We often speak in these pages about extinction events, and cite such examples as the Cretaceous-Tertiary event some 65.5 million years ago, when the mass extinction of dinosaurs and numerous animal and plant species occurred. Whether caused by an incoming asteroid or comet or through a series of catastrophes including volcanic eruptions (the Deccan traps), the K-T event is the classic reminder of the perils that confront life. But perhaps the largest extinction event of all was the so-called ‘oxygen catastrophe,’ an environmental change that caused oxygen to become widely available in the atmosphere and shallow ocean water.
The oxygen catastrophe occurred around 2.4 billion years ago and doomed the bulk of Earth’s anaerobic inhabitants. Astrobiologists are fascinated with how life adapts to changing environments, so we’d like to learn much more about how these events proceeded. Now comes news of fossils in black shale formations in Africa that are apparently 200 million years older than our previous examples of multicellular life. The team studying the fossils, led by Abderrazak El Albani (University of Poitiers), found them in the Francevillian Basin in the west African nation of Gabon, where they located more than 250 specimens, all of them dating to approximately 2.1 billion years ago. The biological origin of these fossils has been confirmed and their complex structures deemed to indicate coordinated growth between cells.
Image: Virtual reconstruction (by microtomography) of the external morphology (left) and internal (right) of a specimen from the site in Gabon. Image copyright CNRS Photo Library/A. El Albani & A. Mazurier.
The work is covered in Nature this week (see below) and written up at TheScientist.com, from which this quote discussing the fossils’ complexity and possible cell to cell signaling:
Specifically, the fossils display scalloped edges with radiating slits, and many have a central structure, not unlike the overall structure of a jellyfish medusa. “This organism, in my opinion, was something very light, very gentle, very soft,” El Albani speculated. Given the ubiquity of the radial structures among the highly diverse specimens, “I am sure that this radial fabric has some functionality for these specimens,” he said, possibly for movement or fixation to the sediment, but “we have a lot of work [to do]” to determine what that function truly was. Still, the complexity and organization of their structure “shows clearly that [these organisms were] multicellular,” he insisted.
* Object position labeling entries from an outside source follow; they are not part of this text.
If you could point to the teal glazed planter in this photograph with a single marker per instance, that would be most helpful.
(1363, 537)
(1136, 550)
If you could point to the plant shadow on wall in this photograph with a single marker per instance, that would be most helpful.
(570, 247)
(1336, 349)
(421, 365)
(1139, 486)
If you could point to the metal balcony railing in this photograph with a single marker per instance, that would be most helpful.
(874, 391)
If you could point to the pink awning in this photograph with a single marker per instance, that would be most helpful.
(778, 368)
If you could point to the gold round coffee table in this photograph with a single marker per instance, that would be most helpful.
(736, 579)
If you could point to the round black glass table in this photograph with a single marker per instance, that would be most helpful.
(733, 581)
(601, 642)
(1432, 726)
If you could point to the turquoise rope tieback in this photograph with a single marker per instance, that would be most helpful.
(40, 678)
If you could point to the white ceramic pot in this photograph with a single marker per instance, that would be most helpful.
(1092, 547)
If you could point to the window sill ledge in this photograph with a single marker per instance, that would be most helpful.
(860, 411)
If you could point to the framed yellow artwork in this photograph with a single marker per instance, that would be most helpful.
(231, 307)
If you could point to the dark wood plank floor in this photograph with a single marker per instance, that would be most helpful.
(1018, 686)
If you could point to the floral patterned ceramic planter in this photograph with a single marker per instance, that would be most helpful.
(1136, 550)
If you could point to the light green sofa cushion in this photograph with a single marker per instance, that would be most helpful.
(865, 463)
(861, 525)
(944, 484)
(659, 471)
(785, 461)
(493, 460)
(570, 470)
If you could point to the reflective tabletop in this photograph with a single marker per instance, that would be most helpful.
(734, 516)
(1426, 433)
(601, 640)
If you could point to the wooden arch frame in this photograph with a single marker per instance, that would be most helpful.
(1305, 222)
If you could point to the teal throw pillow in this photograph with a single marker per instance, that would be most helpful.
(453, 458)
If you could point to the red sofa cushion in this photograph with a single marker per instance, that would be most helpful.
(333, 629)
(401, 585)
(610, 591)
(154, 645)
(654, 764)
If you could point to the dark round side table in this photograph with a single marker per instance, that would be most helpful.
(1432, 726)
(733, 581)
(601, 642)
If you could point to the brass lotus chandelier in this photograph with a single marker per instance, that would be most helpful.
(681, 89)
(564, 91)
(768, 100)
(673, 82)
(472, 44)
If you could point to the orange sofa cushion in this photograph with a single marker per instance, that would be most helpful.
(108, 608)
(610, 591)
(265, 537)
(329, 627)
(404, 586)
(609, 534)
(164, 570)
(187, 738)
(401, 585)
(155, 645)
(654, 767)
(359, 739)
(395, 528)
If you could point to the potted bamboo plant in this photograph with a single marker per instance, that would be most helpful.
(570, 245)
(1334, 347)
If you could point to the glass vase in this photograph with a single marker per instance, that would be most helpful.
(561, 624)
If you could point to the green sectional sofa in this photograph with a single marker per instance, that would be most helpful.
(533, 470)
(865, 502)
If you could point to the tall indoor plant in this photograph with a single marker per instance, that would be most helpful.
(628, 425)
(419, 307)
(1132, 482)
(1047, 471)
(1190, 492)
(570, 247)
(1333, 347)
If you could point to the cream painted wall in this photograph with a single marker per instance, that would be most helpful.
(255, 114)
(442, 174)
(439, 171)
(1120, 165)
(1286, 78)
The organisms are thought to have lived in a marine environment of shallow water 20 to 30 meters deep. Paleontologist Philip Donoghue (University of Bristol), who wrote an accompanying analysis of this work in Nature, notes that the fossils appeared within a few million years of the oxygen catastrophe, which he calls the Great Oxidation Event. Studying how organisms like this reacted to increasingly available oxygen is made more difficult because most of the rocks from the period have been destroyed. Donoghue adds the caution that we shouldn’t necessarily view these fossils as the ancestors of all multicellular life. Quoting again from TheScientist.com:
Multicellularity hasn’t evolved just once; it’s evolved almost 20 times even amongst living lineages,” [Donoghue] said. “This is probably one of a great number of extinct lineages that experimented with [increased] organismal complexity.”
Image: The fossil site near Franceville, Gabon. Image copyright CNRS Photo Library/F. Ossa Ossa.
From a broader perspective, we keep finding evidence of life’s gritty persistence in the face of seemingly fatal environmental changes, all of which should give us pause in evaluating habitable environments on other worlds. Supposing life got a start, the receding seas of Mars or the ice-bound oceans of Europa may still nurture robust survivors. We’ve learned, too, that as far out as the Kuiper Belt, objects with sub-surface water may be plentiful, and it’s not impossible that there may be some kind of simple life forms all the way from the cloud tops of Venus to the icy realm of Triton and beyond.
The paper is El Albani et al., “Large colonial organisms with coordinated growth in oxygenated environments 2.1 Gyr ago,” Nature 466 (1 July 2010), pp. 100-104 (abstract). Dongohue’s analysis of the work is Donoghue and Antcliffe, “Early Life: Origins of Multicellularity,” Nature 466 (1 July 2010), published online (thanks to Centauri Dreams readers Adam Crowl and Zen Blade for the pointer). A news release from the University of Poitiers is available.